Hivemigrator can migrate metadata to a Hive or other metastore service in Apache Hadoop, operating as part of a Hadoop deployment. Metadata migrations make the metadata from a source environment available in a target environment, where tools like Apache Hive can query the data.

The following examples show how add Metadata Agents where an Override JDBC Connection Properties is required for migrating transactional, managed tables on Hive 3+ on CDP Hadoop clusters.

Remote or local agent

Data Migrator interacts with a metastore using a "Metadata Agent". Agents hold the information needed to communicate with metastores and allow metadata migrations to be defined in Data Migrator. Deploy each agent locally or remotely. Deploy a local agent on the host. A remote agent, runs as a separate service and can be deployed on a separate host, not running Data Migrator.

Deployment with local agents

Agent Local

Deployment with remote agents

Agent Remote

Remote agents let you migrate metadata between different versions of Apache Hive. They also give you complete control over the network communication between source and target environments instead of relying on the network interfaces directly exposed by your metadata target.

For a list of agent types available for each supported platform, see Supported metadata agents.

Configure Hive agents with Override JDBC Connection Properties

Configure agents through your preferred interface: UI, Data Migrator CLI, or the REST API.

To add a Metadata Agent with a specific JDBC overide you will need:

  • The correct JDBC connector for your Hive metastore's underlying database. This will be either MySQL or Postgres.
  • The JDBC connection properties and credentials.

JDBC connectors

Hive agents need access to the JDBC driver used to communicate with the Hive metastore's underlying database.

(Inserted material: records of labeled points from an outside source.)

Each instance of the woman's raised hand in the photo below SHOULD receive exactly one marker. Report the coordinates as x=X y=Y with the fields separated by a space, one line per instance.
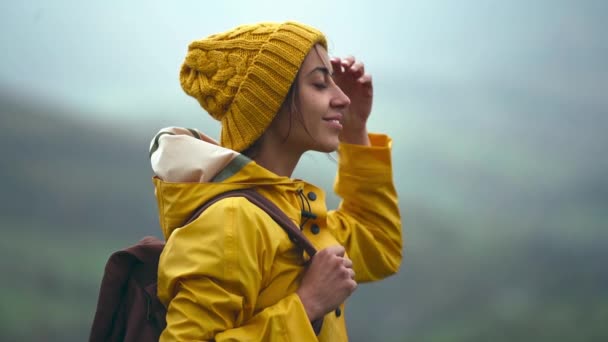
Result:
x=350 y=76
x=327 y=282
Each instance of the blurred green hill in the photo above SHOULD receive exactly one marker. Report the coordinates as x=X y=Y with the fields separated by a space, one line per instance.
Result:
x=504 y=218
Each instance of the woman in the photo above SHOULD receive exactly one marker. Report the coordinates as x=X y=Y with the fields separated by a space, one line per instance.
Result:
x=233 y=274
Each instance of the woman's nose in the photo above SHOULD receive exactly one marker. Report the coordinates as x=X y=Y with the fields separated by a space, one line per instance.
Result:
x=340 y=99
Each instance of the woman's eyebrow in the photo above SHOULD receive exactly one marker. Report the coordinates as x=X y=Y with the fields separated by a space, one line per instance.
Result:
x=321 y=69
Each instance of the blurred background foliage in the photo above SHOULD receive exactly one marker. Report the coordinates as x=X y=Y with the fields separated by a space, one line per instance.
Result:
x=498 y=113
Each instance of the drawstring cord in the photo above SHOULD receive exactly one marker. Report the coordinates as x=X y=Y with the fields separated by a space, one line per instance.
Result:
x=306 y=213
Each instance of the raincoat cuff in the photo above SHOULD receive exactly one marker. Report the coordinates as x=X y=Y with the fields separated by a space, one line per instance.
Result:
x=374 y=157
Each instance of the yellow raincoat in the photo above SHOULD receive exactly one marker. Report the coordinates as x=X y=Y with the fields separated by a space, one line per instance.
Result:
x=232 y=274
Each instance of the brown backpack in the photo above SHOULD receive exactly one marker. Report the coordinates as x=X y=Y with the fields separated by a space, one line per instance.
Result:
x=128 y=308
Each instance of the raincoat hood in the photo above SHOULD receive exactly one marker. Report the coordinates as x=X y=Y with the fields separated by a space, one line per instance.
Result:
x=191 y=168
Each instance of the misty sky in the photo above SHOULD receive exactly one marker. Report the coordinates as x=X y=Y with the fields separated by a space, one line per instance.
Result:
x=117 y=58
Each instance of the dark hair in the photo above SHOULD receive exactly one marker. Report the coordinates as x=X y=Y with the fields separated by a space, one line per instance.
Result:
x=291 y=103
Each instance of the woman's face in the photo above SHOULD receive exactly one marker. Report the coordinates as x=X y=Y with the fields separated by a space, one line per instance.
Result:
x=313 y=122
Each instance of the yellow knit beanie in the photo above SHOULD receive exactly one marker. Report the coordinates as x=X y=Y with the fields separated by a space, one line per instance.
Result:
x=242 y=76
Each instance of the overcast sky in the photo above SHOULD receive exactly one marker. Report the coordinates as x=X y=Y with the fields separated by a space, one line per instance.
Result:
x=117 y=58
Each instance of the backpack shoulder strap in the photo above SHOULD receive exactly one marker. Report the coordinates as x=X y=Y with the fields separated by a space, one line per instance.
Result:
x=293 y=231
x=114 y=285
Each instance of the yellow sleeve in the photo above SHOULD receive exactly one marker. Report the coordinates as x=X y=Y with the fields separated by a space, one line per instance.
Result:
x=367 y=222
x=210 y=273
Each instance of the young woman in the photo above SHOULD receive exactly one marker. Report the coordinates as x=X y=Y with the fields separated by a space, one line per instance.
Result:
x=233 y=274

For example, a Cloudera Data Platform environment typically uses MySQL or Postgres databases.

  1. Download and copy the appropriate JDBC driver to /opt/wandisco/hivemigrator/agent/hive on your Metadata Agent's host machine.

  2. Set the ownership of the file to the Hive Migrator system user and group for your Hivemigrator instance.

    Example
    chown {hive:hadoop} mysql*

MySQL

The MySQL JDBC connector is MySQL Connector/J, available from https://dev.mysql.com/downloads/connector/j/

Postgres

The PostgreSQL JDBC connector is available from https://jdbc.postgresql.org/download/

Configure the CDP target with the UI

To configure a CDP target, when adding the Metastore Agent at the Override JDBC Connection Properties step:

  1. Select Override JDBC Connection Properties to override the JDBC properties used to connect to the Hive metastore database.

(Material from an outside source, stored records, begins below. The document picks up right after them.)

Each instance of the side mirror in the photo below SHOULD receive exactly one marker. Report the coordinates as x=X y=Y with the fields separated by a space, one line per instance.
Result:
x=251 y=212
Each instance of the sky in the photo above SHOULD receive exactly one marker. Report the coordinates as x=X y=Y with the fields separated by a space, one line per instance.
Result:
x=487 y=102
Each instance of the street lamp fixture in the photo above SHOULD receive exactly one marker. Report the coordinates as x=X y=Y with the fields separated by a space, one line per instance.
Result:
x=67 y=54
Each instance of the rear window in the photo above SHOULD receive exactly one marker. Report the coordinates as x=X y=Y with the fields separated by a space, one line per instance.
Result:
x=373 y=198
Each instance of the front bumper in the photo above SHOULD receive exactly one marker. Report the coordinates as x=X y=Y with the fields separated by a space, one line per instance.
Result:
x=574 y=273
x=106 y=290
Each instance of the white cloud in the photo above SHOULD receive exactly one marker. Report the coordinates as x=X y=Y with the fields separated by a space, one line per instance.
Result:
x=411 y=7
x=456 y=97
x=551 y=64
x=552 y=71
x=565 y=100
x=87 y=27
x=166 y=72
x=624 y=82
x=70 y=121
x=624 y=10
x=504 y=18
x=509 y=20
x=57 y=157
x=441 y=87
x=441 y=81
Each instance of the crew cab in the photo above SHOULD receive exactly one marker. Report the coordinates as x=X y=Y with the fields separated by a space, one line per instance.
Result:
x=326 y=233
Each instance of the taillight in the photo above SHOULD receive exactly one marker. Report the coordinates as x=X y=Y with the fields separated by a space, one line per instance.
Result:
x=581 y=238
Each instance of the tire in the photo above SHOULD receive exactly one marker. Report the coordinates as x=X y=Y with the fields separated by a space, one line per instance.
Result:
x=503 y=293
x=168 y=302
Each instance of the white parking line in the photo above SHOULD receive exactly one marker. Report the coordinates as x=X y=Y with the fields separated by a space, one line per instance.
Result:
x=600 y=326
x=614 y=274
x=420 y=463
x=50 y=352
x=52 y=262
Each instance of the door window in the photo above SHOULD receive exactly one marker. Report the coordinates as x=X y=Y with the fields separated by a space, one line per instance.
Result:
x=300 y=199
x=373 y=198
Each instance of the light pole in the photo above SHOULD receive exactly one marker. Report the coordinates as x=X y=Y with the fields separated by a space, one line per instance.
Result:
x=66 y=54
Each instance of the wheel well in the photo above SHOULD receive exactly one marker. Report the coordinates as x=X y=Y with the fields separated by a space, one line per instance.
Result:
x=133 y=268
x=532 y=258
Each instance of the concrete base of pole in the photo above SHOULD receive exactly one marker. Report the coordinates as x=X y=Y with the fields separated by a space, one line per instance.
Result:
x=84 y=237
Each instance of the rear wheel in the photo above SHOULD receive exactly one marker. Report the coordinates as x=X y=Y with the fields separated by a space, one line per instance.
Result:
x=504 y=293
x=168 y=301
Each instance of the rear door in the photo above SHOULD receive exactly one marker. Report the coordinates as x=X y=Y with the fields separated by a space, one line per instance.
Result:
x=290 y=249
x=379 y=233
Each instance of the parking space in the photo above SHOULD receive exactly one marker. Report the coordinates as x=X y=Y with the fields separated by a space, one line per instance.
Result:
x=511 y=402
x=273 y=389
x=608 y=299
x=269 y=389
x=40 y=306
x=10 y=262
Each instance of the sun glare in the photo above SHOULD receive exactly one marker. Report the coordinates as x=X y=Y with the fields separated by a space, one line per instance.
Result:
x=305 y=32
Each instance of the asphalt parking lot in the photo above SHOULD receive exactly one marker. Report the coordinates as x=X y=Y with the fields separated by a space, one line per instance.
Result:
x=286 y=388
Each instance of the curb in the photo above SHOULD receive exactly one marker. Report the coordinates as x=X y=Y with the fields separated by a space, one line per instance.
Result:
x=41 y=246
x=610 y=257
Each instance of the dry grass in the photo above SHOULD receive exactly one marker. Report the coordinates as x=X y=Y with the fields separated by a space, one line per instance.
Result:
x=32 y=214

    • Enter the Connection URL - JDBC URL for the database.

      • Example: jdbc:postgresql://test.bdauto.cirata.com:7432/hive
      • Example: jdbc:mysql://server1.cluster1.cirata.com:3306/hive
    • Enter the Connection Driver Name - Full class name of JDBC driver.

      • Use either:
        • com.mysql.jdbc.Driver
        • org.postgresql.Driver
    • Enter the Connection Username - The username for your metastore database.

    • Enter the Connection Password - The password for your metastore database.

  2. (Optional) - Enter Default Filesystem Override to override the default filesystem URI.

  3. Select Save.

tip

With redaction disabled you can get the required JDBC configuration using the following API call:

{clusterHost}:{clusterPort}/api/v19/clusters/{clusterName}/services/{serviceName}/config
abcd01-vm0.domain.name.com:7180/api/v19/clusters/ABCD-01/services/hive1/config

Configure the CDP target with the CLI

Use the hive agent add hive CLI command with the --jdbc-url, --jdbc-driver-name, --jdbc-username and --jdbc-password parameters to add the Metastore Agent with JDBC credentials.

Example
hive agent add hive --name targetautoAgent5 --host test.cirata.com --port 5052 --no-ssl --jdbcUrl jdbc:postgresql://test.bdauto.cirata.com:7432/hive --jdbc-DriverName org.postgresql.Driver --jdbc-username admin --jdbc--password *** --file-system-id 'testfs'

For more information, see Command reference.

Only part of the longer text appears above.